Someter a la Independencia al juicio verdadero e implacable de la Genealogía de la Moral, equivaldría a declarar al 99 % de los próceres de la misma como inmorales y a modificar, entre otras cosas, la Historia Patria. Porque a los niños ya no se les podría seguir enseñando la mentira que por tantos años se nos sostuvo y se les continúa sosteniendo. En las conmemoraciones de los 200 años del 15 de septiembre, la fecha tendría que presentarse de otra manera y quienes fueron sus factores históricos también: ¡como inmorales! La Historia Patria debe ser reformada de raíz. Porque también la guerra civil exige otro discurso y, otro, la expulsión de los santos come diablos y la entrada en los nichos laicos de los verdaderos héroes como Otto René Castillo, asesinado por las manos inmundas de la Hiena de Zacapa.
A esta categoría de proceso y revisión histórico-críticos me refiero cuando invoco a concitar a un congreso del pensamiento centroamericano, a cinco años de la conmemoración de los dos siglos de la llamada Independencia. Y esta podría ser también la coyuntura para llenar de ideologías a dos o tres partidos políticos de novísima fundación.

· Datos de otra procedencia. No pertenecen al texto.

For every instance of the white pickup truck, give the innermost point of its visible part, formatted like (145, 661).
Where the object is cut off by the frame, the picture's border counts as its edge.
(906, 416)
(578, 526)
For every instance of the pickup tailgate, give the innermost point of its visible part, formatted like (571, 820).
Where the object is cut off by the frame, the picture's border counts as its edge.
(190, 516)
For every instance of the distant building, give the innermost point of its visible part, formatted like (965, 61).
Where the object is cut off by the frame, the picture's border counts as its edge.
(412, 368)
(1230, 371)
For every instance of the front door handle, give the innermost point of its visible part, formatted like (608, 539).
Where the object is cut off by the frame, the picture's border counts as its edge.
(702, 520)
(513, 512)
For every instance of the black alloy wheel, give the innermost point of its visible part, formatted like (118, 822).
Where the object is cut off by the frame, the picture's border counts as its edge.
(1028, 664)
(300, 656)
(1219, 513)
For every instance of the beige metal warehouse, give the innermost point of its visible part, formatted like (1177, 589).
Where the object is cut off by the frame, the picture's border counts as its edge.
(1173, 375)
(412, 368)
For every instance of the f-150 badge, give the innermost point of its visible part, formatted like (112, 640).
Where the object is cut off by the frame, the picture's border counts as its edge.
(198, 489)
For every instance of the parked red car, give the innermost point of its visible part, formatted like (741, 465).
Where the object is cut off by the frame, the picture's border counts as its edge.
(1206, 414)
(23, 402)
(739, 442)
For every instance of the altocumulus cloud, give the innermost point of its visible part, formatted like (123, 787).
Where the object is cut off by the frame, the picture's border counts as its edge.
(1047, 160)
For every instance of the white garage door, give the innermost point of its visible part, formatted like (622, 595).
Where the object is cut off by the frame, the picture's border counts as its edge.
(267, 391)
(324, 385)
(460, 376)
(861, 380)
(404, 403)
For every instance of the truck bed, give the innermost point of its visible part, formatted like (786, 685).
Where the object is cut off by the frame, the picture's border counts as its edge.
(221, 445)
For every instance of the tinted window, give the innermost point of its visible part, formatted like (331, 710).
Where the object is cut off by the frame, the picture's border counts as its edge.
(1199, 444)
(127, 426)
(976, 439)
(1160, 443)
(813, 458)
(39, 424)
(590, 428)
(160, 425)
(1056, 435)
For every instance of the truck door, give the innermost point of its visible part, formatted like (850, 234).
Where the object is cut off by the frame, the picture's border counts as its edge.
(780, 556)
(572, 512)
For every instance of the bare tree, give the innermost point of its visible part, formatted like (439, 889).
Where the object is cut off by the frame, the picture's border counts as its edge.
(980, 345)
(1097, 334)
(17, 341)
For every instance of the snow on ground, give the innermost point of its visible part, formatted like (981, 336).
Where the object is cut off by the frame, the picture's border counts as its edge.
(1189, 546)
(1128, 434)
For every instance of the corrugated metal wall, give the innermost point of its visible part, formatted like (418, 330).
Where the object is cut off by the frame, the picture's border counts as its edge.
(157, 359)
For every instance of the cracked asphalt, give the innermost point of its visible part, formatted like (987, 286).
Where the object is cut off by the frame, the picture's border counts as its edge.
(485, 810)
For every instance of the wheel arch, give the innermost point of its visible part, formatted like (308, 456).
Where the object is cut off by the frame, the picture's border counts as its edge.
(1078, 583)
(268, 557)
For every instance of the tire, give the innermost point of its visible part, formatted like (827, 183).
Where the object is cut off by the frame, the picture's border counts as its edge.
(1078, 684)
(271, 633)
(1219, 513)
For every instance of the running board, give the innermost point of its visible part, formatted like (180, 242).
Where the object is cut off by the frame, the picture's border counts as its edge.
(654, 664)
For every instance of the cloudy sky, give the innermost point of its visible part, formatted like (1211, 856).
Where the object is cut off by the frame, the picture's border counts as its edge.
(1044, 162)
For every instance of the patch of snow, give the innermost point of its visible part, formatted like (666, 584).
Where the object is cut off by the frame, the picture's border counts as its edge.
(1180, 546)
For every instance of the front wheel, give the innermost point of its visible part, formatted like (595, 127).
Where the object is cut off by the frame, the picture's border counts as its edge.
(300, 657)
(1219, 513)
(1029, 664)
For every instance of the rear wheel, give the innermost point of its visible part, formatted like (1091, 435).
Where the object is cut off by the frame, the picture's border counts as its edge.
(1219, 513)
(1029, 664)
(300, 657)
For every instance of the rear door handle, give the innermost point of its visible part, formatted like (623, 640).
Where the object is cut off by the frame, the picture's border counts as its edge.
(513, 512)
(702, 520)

Los partidos políticos de Guatemala son madrigueras de zorras hambrientas de dinero fácil y al vapor. Guaridas de militares y matones de las CIACS. Refugio de mediocres que, aunque sean licenciaos, no saben la ni la O por lo redondo. Y lo son, porque tan atascados de heces como se encuentran los partidos tradicionales —que son todos los que hay— no entienden que la base y también la cúspide de todo conglomerado político es la Filosofía, el pensamiento y la verdad. Pero no las manoseadas por la clase política dominante, sino repensada y presentada por la clase intelectual que es la conciencia limpia de la sociedad. Desagraciadamente, de ello también estamos ayunos y hay que crear a ese intelectual porque nunca nos hemos preocupado porque nazca. Deplorablemente, falta también una Academia a la altura de estas nuevas circunstancias. De estos doscientos años que queremos celebrar ¡de otra manera! De una manera en que la verdad no sea ¡como hasta ahora!, la visión unidimensional de la clase dominadora: De la alta burguesía empresarial y agricultora. Como hace 200 años. Como ahora.